Удивленный, я посмотрел на нее.
– Ножницы режут бумагу. Бумага заворачивает камень. Это стратегия непреходящего превосходства. В круговой иерархии, при полном комплекте участников, все побеждают и проигрывают одномоментно.
– Звучит, как будто шансы равны…
– Нет. Глобально мы проиграли.
В затемненной глубине лофта я уловил движение. Лак Бернкастель возвращался с кухни.

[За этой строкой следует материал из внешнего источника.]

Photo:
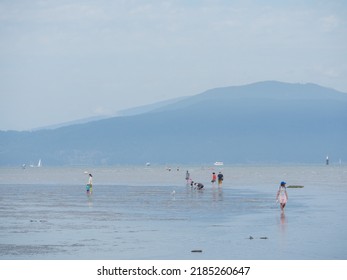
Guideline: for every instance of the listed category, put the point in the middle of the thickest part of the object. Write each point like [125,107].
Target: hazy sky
[62,60]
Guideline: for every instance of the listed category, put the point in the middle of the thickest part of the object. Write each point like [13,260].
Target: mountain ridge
[264,122]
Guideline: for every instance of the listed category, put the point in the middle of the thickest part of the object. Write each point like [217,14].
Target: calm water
[150,213]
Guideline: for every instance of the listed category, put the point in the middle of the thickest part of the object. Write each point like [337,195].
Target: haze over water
[140,212]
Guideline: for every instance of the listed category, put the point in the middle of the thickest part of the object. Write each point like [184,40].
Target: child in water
[89,186]
[282,196]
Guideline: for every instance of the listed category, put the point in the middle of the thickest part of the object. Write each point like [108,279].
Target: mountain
[265,122]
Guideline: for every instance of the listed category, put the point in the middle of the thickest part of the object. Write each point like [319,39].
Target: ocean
[149,213]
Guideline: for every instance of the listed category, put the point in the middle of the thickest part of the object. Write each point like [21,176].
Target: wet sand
[150,213]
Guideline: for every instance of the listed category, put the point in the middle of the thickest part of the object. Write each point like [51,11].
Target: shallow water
[150,213]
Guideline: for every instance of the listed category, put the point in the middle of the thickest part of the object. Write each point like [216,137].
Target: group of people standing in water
[200,186]
[281,196]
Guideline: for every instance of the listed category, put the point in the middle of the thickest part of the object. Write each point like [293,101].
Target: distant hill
[265,122]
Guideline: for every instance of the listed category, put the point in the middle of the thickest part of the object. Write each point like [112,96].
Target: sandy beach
[150,214]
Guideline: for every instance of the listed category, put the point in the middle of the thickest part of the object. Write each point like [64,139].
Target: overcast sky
[62,60]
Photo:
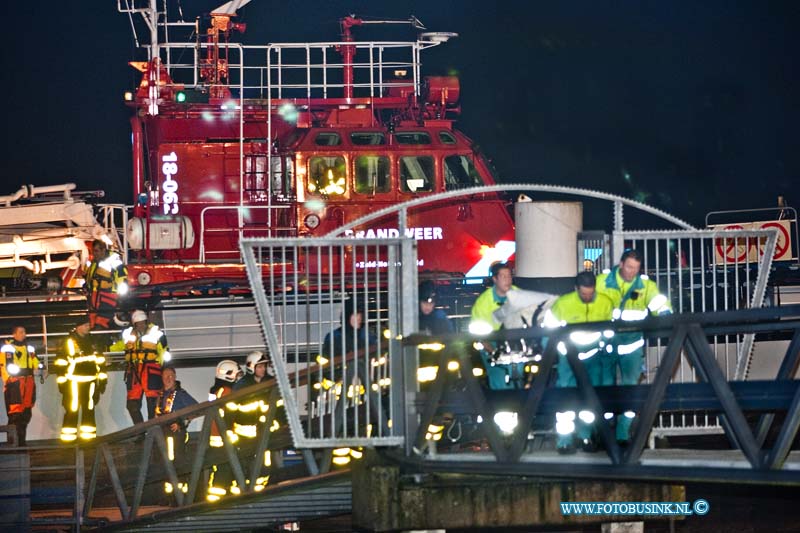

– Если госпожа-старший-председатель всегда побеждает его, – продолжила Ариадна, глядя туда же, – значит по правилам круговой иерархии он всегда побеждает того, кто побеждает ее. Она свела нас, чтобы выяснить, кто бы это мог быть. Роман Гёте знает, что видел тебя на конференции не просто так. Ты знаешь, что его дочь – контрфункция. Госпожа-старший-председатель знает то и то и все остальное. Поражение любой из сторон откроет новые пути оптимизации, в первую очередь, для нее. Лак Бернкастель обеспечит, чтобы триумф победителя не зашел слишком далеко.
На подходе к столу энтроп остановился, со сдержанным интересом попробовал кофе.